Last month, Archstone-Smith Trust postponed until October its $US13.5 billion ($16.3 billion) sale to a group led by Tishman Speyer Properties. Mission West Properties, the owner of commercial buildings in Silicon Valley, said on August 13 that the company's $US1.8 billion sale might fail after a bank withdrew funding.
In recent years Southern California has emerged as one of America's top markets for real estate investment, with institutional and individual investors betting that its economic growth will continue to support property appreciation.
A Houston real estate investment trust paid $US287 million last month for the One Wilshire office building in Los Angeles and a local investor spent $US200 million to acquire Sunset-Gower Studios in Hollywood.
But the area is now feeling the same angst affecting the rest of the country.
Keeping the market alive were deep-pocket investors such as pension funds and insurance companies that could still obtain loans to buy expensive real estate, said Robert White, the president of Real Capital Analytics, which provides real estate data.
Nevertheless, the recent increases in the cost of borrowing money could make pending real estate purchases less profitable in the long term, prompting some buyers to walk away or to try to negotiate a lower price, he said.
"There has been a spike in the last 30 days of deals falling out of contract," Mr White said. "People planning to close deals last month got hesitant."

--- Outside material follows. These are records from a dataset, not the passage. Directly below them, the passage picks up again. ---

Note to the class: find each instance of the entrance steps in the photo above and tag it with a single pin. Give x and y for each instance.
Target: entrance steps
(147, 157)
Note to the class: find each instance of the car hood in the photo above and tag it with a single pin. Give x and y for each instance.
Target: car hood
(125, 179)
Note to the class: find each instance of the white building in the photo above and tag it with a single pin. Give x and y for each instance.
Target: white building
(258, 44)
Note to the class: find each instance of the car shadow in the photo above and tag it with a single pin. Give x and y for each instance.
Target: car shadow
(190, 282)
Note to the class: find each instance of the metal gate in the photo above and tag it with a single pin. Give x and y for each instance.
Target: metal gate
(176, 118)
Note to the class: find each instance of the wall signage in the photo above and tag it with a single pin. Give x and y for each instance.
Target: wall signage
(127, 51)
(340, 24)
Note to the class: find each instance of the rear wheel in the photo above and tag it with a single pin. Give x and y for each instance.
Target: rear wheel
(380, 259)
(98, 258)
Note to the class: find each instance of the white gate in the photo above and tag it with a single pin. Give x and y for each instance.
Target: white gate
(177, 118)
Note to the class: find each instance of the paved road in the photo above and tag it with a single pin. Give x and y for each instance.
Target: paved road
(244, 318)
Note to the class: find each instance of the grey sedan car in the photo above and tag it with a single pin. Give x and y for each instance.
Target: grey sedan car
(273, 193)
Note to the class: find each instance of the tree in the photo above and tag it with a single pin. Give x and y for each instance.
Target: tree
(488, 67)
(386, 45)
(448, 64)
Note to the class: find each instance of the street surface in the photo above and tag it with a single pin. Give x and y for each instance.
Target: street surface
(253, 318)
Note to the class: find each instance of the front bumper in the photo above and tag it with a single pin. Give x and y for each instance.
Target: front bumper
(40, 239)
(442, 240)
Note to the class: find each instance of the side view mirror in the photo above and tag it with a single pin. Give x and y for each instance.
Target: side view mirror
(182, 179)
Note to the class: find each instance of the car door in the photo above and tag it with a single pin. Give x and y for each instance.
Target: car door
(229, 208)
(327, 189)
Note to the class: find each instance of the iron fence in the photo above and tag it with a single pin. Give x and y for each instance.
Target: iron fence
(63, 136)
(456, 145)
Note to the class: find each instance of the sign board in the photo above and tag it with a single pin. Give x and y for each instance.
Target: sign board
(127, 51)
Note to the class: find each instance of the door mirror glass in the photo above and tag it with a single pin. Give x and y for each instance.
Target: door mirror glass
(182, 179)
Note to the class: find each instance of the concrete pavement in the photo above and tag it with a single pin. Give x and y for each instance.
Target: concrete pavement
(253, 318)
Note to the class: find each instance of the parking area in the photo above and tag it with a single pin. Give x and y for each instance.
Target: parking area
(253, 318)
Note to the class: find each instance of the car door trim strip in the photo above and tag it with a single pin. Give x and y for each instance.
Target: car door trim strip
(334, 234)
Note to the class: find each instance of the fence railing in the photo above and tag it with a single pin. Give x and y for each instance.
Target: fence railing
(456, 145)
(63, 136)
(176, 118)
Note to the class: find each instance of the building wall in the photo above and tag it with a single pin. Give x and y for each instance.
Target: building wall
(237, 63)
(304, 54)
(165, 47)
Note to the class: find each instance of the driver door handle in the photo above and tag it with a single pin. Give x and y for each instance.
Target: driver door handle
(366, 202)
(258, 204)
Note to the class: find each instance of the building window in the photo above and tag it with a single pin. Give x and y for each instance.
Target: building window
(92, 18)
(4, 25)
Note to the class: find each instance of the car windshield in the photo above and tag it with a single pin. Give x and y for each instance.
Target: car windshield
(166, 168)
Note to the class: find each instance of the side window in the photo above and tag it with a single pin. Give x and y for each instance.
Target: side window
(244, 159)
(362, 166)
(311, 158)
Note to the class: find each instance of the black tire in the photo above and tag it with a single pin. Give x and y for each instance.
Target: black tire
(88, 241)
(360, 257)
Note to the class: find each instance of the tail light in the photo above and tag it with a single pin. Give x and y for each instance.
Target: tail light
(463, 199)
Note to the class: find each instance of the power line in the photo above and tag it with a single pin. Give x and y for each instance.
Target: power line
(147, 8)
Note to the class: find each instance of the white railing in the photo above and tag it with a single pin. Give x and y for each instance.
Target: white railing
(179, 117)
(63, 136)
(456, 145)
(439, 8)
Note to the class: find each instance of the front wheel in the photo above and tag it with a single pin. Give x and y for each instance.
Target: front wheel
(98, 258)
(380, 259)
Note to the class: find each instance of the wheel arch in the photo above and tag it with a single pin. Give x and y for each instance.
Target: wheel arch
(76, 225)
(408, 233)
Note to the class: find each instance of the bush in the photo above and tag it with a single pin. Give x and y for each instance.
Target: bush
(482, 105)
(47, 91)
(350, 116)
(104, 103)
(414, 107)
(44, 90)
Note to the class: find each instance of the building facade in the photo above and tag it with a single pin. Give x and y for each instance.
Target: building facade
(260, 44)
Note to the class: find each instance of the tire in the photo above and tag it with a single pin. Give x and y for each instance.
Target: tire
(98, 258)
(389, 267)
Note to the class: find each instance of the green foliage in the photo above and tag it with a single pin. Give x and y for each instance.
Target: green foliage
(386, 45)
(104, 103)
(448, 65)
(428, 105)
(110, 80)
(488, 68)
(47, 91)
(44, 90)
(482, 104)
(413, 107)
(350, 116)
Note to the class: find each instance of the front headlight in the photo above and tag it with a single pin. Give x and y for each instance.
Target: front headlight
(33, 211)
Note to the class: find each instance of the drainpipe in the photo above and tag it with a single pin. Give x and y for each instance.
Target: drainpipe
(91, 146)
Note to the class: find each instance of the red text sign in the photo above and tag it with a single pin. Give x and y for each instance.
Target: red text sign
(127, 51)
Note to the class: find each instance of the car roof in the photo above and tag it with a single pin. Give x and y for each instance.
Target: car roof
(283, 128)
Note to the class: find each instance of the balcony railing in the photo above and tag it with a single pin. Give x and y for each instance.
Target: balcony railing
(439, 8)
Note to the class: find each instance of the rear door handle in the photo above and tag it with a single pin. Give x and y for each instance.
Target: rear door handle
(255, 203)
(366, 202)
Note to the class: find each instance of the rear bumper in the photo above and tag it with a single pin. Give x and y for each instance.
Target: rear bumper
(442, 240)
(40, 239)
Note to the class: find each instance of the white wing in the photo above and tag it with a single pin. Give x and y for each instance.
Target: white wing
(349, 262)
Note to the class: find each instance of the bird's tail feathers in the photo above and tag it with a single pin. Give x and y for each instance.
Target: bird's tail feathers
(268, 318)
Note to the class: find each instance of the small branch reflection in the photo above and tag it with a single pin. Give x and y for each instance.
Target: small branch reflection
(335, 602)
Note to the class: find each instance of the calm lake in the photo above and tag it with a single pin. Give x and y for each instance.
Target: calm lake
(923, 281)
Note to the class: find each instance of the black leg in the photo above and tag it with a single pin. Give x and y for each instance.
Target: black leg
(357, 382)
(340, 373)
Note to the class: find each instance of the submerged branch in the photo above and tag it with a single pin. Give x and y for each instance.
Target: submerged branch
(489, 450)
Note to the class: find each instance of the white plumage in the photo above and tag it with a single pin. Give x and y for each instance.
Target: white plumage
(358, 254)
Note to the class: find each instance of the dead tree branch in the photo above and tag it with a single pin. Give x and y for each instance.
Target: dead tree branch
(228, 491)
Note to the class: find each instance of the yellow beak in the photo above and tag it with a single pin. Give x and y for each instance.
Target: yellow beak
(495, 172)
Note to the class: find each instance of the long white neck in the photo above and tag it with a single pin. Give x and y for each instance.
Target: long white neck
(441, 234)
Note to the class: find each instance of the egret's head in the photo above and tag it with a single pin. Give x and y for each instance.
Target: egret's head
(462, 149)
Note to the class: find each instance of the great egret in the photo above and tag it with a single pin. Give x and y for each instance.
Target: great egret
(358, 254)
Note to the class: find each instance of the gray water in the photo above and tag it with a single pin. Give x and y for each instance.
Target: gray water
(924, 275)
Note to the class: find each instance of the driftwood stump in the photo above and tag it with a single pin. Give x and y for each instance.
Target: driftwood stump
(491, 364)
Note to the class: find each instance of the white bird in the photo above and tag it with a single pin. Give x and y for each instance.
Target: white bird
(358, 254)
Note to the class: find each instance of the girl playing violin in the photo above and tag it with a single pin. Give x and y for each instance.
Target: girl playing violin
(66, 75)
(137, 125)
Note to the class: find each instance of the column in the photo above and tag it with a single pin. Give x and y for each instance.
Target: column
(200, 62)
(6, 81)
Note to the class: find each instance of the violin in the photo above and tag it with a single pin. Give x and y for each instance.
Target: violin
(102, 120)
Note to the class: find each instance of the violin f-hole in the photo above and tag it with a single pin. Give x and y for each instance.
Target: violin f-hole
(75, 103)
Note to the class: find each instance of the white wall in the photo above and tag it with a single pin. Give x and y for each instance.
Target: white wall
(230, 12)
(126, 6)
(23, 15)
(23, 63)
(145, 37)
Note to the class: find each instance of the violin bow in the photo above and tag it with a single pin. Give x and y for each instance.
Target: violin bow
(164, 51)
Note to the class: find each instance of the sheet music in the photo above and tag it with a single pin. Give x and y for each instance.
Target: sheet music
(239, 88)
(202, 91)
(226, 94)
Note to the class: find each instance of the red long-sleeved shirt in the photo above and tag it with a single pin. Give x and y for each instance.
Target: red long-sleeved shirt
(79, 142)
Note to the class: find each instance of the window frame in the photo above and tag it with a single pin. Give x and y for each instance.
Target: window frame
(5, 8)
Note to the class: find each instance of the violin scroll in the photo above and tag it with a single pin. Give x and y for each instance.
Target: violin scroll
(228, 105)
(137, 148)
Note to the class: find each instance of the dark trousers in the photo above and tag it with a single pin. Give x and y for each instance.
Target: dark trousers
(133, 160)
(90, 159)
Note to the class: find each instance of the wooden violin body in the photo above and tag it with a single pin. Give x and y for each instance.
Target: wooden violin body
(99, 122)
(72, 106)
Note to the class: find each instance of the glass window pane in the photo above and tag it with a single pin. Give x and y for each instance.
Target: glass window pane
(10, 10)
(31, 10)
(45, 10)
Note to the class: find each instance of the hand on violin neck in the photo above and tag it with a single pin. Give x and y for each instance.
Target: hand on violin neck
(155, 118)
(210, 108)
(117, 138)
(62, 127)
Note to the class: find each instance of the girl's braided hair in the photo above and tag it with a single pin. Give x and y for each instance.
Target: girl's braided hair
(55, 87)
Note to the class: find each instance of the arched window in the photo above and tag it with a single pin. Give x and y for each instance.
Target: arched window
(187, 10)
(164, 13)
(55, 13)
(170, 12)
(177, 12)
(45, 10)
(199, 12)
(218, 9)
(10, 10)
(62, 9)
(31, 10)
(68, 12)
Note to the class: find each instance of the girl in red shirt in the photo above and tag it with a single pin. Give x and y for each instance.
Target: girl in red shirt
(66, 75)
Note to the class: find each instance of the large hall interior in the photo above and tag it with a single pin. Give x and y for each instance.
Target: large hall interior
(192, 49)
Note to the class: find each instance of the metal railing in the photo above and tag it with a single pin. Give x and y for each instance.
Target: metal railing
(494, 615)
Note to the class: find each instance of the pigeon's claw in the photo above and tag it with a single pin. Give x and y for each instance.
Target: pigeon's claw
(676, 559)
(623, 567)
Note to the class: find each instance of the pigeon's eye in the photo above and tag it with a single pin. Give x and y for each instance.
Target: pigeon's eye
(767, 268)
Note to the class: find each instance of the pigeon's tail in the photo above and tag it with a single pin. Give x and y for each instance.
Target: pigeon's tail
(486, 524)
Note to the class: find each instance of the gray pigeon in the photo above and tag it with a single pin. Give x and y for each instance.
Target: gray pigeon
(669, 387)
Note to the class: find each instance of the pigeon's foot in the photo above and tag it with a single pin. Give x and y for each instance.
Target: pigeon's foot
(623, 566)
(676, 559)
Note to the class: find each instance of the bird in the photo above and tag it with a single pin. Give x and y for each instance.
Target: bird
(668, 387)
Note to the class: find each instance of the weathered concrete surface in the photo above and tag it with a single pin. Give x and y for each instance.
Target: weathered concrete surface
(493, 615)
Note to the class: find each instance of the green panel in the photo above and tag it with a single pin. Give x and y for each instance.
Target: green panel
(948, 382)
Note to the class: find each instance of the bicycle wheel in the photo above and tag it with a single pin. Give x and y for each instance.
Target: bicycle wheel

Many buyers were waiting, he said. If the market calmed in coming weeks and borrowing became easier, they would proceed with their purchases. If lenders were still wary of funding real estate deals, most buyers would have to decide whether to bale out or proceed and take a loss.
"There aren't a lot of pressured sellers out there. It's not like the residential market," Mr White said. "If they can't get their prices now, they can afford to wait. Probably a lot of assets just won't trade."